Proceeds from scratch and lottery tickets help fund sports programs across the N.W.T. — but not the arts. Eli Purchase wants to change that.

More than 200 people endorse initiative as legislative assembly reviews lotteries act

Lotteries in the Northwest Territories provide approximately $5 million in funding to sports and recreation programs across the territory. More than 100 people have signed a petition to see that money shared with arts programs. (CBC)

Proceeds from scratch and lottery tickets help fund sports programs across the Northwest Territories — but not the arts.

Eli Purchase wants that to change.

He's started an online petition to see this pot of money shared with aspiring artists.

"There are millions of dollars that come in, so maybe a couple hundred thousand could go to the arts council or something like that," he said.

Currently, about $5 million from lotteries fund sport and recreation programs across the territory.

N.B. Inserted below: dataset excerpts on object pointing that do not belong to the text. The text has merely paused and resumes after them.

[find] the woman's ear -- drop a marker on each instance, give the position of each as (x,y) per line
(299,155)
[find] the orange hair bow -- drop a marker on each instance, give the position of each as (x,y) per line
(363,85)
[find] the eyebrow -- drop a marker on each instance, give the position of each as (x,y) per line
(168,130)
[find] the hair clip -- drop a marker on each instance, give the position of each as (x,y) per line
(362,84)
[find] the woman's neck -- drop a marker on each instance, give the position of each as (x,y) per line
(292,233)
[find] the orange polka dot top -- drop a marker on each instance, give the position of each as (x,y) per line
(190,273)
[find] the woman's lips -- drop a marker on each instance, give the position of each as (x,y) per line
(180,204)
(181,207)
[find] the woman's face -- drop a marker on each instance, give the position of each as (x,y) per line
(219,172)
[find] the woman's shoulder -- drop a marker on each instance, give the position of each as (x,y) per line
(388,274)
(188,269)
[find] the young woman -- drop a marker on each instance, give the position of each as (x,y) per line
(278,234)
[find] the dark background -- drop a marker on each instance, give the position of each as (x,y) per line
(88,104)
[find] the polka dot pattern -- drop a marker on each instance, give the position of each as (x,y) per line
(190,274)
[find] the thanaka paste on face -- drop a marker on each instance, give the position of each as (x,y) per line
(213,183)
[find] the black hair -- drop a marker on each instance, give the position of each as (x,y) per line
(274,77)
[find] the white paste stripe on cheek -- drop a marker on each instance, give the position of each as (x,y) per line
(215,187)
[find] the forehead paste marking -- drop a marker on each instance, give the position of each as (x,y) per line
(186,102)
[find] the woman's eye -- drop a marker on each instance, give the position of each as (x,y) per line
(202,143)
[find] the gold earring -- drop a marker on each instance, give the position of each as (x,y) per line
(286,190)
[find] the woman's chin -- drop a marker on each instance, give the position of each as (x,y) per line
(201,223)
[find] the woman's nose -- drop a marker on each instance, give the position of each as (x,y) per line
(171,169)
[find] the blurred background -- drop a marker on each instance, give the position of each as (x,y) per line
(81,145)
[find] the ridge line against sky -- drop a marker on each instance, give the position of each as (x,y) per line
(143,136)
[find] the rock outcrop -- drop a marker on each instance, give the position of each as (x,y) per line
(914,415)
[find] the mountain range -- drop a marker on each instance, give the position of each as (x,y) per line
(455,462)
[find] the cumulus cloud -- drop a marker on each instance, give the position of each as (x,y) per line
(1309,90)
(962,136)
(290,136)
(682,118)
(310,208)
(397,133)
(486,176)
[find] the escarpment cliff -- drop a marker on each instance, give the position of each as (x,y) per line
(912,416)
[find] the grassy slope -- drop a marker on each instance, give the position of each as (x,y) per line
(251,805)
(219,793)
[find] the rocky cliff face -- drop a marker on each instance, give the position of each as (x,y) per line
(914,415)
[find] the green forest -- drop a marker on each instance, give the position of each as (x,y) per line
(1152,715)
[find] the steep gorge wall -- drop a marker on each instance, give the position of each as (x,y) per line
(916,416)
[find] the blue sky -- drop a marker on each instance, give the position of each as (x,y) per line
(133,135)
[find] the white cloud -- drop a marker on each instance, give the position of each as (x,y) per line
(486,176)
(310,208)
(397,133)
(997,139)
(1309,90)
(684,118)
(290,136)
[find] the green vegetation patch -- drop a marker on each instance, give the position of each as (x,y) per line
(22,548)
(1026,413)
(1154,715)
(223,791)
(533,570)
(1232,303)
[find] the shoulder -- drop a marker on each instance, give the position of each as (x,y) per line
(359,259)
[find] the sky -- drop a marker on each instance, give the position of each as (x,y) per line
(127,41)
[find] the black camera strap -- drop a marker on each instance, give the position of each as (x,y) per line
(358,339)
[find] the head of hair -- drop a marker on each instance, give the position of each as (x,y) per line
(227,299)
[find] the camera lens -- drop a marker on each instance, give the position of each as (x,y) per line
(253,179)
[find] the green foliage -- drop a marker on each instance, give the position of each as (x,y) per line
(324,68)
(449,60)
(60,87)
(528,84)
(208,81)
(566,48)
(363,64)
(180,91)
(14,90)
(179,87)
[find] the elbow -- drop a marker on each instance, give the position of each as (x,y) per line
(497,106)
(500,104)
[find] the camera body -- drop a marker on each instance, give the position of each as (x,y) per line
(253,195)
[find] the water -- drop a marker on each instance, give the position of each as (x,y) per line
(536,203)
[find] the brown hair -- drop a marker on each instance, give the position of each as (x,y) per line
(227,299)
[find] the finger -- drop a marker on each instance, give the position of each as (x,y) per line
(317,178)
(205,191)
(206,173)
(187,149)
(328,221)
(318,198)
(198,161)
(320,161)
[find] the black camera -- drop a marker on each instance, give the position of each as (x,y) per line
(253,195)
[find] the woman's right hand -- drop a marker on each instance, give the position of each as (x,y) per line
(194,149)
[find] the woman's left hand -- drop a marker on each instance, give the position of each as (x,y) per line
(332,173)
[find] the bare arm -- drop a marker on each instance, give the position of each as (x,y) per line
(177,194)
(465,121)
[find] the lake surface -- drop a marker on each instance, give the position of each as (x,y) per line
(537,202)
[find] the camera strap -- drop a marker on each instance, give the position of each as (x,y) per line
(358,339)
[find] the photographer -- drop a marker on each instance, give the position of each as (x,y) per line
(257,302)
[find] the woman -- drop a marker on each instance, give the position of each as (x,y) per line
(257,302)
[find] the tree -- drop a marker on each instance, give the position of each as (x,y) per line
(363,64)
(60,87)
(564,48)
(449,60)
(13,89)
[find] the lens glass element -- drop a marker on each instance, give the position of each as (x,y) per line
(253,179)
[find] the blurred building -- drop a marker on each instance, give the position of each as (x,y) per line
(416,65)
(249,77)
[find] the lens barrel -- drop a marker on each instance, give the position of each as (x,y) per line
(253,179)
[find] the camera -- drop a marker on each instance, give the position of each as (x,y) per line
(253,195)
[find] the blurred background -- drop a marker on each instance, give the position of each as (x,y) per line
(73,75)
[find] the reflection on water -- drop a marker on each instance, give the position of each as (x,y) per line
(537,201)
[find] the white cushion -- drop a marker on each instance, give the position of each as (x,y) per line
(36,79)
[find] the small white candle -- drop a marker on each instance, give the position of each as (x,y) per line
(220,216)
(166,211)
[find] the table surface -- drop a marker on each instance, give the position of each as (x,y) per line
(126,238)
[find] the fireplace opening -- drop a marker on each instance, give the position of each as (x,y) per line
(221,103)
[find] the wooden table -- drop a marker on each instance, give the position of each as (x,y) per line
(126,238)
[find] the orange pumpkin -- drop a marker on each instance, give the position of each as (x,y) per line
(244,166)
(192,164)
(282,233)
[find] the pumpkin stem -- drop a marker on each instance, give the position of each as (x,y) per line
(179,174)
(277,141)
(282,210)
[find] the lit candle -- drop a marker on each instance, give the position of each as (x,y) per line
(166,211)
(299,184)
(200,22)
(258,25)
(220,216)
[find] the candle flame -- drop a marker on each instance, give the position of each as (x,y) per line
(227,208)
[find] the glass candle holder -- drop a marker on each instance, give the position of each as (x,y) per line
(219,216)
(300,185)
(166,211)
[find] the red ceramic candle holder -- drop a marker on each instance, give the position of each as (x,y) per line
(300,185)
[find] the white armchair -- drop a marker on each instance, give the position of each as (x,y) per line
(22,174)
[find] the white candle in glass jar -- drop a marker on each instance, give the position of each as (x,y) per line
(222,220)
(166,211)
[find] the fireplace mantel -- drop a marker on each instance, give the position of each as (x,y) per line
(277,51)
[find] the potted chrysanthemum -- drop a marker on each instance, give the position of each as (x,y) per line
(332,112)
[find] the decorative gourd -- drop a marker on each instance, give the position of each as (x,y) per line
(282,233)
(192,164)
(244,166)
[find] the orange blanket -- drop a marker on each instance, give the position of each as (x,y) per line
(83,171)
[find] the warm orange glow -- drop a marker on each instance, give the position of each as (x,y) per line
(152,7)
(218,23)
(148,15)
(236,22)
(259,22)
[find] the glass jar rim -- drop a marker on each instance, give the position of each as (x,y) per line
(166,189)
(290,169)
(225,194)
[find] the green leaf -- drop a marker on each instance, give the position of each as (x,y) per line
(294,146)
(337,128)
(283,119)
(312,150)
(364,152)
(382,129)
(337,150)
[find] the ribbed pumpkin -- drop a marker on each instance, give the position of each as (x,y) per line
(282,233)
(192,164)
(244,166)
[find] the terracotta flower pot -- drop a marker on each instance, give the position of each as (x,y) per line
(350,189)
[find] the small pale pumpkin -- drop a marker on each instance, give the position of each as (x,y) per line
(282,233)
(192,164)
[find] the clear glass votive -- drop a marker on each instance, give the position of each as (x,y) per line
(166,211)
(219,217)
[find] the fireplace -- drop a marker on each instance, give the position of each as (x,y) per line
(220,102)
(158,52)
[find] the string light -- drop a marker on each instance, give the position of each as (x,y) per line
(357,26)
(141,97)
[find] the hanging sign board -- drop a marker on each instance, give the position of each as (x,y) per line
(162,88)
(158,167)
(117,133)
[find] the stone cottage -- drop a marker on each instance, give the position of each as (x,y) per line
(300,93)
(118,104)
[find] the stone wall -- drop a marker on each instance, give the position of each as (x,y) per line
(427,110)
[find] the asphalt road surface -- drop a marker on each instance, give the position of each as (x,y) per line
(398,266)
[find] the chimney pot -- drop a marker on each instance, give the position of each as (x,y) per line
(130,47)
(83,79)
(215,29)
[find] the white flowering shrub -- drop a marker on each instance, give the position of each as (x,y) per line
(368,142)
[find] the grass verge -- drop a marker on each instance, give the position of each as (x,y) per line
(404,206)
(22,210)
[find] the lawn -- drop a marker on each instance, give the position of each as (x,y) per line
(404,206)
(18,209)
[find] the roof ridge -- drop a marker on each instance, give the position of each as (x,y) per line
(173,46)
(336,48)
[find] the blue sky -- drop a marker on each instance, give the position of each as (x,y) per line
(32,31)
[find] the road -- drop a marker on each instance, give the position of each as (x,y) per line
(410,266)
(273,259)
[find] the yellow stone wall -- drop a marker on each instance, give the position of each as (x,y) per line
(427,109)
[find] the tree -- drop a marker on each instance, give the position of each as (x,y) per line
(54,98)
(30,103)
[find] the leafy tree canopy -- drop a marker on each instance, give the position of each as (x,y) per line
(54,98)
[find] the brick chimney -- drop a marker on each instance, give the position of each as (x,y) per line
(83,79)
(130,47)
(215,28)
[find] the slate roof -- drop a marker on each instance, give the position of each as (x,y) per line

Purchase formerly worked with a government department that supported the N.W.T. Arts Council. He also sits on sports boards in Yellowknife. As of Sunday afternoon, the petition had collected more than 200 signatures.

The legislative assembly's Standing Committee on Government Operations is currently reviewing the Western Canada Lottery Act — the committee is scheduled to hold a public hearing on the act on Wednesday.

Yellowknife resident Eli Purchase started the petition to share lottery funds with arts programming in the N.W.T. (Submitted by Eli Purchase)

Aaron Wells, executive director of NWT Aboriginal Sports Circle, says now is not the time to fight over funding.

"Both are probably underfunded," Wells said.

"But I don't think one sector taking money from another sector is the way to go about things."

The Western Canada Lottery Act was passed in 1988 to provide revenues for sport and recreation programs in the Northwest Territory. The legislative assembly is reviewing the bill after hearing warnings from the Canada Revenue Agency that those revenues could be subject to federal taxation.

The purpose of the review is to move the territory's lottery operations to the Department of Municipal and Community Affairs in order to avoid this taxation, according to Jay Boast, a spokesperson with the department.

There are currently no proposals in the review to take money away from sports programming. However, MLAs could make changes as the bill moves through the legislative assembly.

Boast stated a number of territory's government departments provide funds for arts and cultural activities.